Суд перебрался в профессорскую; штора была опущена, пахло воском, политурой, табаком Кроуфорда, с террасы доносился запах жимолости.
Дворецкий, словно смакуя громкое имя, провозгласил:
— Сэр Фрэнсис Гетлиф.
Когда Фрэнсис сел, Кроуфорд сказал:
— Мы очень сожалеем, что пришлось тащить вас сюда в воскресенье.
— Я счел бы крайне прискорбным, ректор, если бы это оказалось поводом для беспокойства.
— Мы сознаем, что этим нарушаем ваш отдых, но надеемся, вы понимаете, как благодарны мы вам за ваше содействие.
— Не стоит говорить ни о каком нарушении, ректор, если я смогу оказаться хоть в какой-то мере полезным…
Я уже довольно давно не встречался с Фрэнсисом на заседаниях. Я и забыл, что, чувствуя неловкость, он всегда напускает на себя какую-то неестественно изысканную, подчеркнутую вежливость и начинает говорить, как испанцы в драмах Кальдерона.

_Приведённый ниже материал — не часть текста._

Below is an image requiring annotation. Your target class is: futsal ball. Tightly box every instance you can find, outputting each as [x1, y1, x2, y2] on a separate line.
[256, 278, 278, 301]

Напряжение, которое я испытывал, обострило мои чувства, и сейчас, словно впервые увидев его, я подумал, что и внешне он похож на испанца семнадцатого века. То есть похож очертаниями головы с плоским черепом, продолговатым, худым лицом. Но не раскраской: под загаром кожа у него была бледная, а глубоко сидевшие в орбитах глаза того своеобразно золотистого цвета, который я встречал только у англосаксов. У него прекрасные глаза, внезапно понял я, глаза идеалиста, глаза философа. Под ними лежали коричневые тени — неизгладимые следы тревог и переутомления, следы жестокой внутренней борьбы. Это было лицо человека, не щадившего себя, человека, которого неудержимо гнали вперед его воля, честолюбие и совесть.
Опрашивая его, я не торопился. Мне хотелось, чтобы с него сначала сошла эта преувеличенная вежливость. То, что судьи могли подумать, будто я просто переливаю из пустого в порожнее, стараясь делать хорошую мину при плохой игре, меня не беспокоило. Все время, пока я занимался повторением пройденного, спрашивая: когда он впервые услышал об этом скандале? Видел ли он статьи, опубликованные Говардом? Задавая ему другие формальные вопросы, не представлявшие никакого интереса, я видел, что Доуссон-Хилл сидит, удобно развалившись в кресле, с таким видом, будто все это наводит на него скуку.
— Одно время вы считали само собой разумеющимся, что Говард подделал фотографию, приведенную в его труде?
— Безусловно.
— И следовательно, вы были согласны с вердиктом суда старейшин, когда они впервые решили уволить его?
— При любых обстоятельствах потребовались бы чрезвычайно веские причины для того, чтобы я счел вердикт суда старейшин этого колледжа неправильным, — сказал Фрэнсис, делая небольшой поклон в сторону ректора и Брауна, — и при тех обстоятельствах я считал, что такой вердикт неизбежен.
— Когда же вы изменили свое мнение?
— Позже, чем следовало бы.
Это уже было лучше. Его голос, ясный и отчетливый, внезапно стал жестче.
— Вы стали предполагать, что была допущена ошибка?
— Я хотел бы уточнить, что вы подразумеваете под словом «ошибка».
— Разрешите мне по-другому поставить вопрос — вы стали предполагать, что суд вынес неправильный приговор?
— Я пытался объяснить это судьям. Очевидно, я высказал свою мысль не до конца.
Теперь Фрэнсис говорил вполне авторитетно. Вот это дело, подумал я. Только я собрался нанести свой coup[32]
, как в негодовании вынужден был остановиться. Внимание одного из судей полностью отсутствовало — он не слушал авторитетных заявлений и вообще ничего не слушал. Старый Уинслоу, разморенный жарой и рейнвейном, задремал, низко опустив на грудь голову с выдающимся, как у щелкунчика, подбородком.Я замолчал на полуслове.
— Эллиот? — осведомился Кроуфорд.
Я указал на Уинслоу.
— А? — невозмутимо сказал Кроуфорд. — Все мы старимся! — Он осторожно подергал Уинслоу за мантию.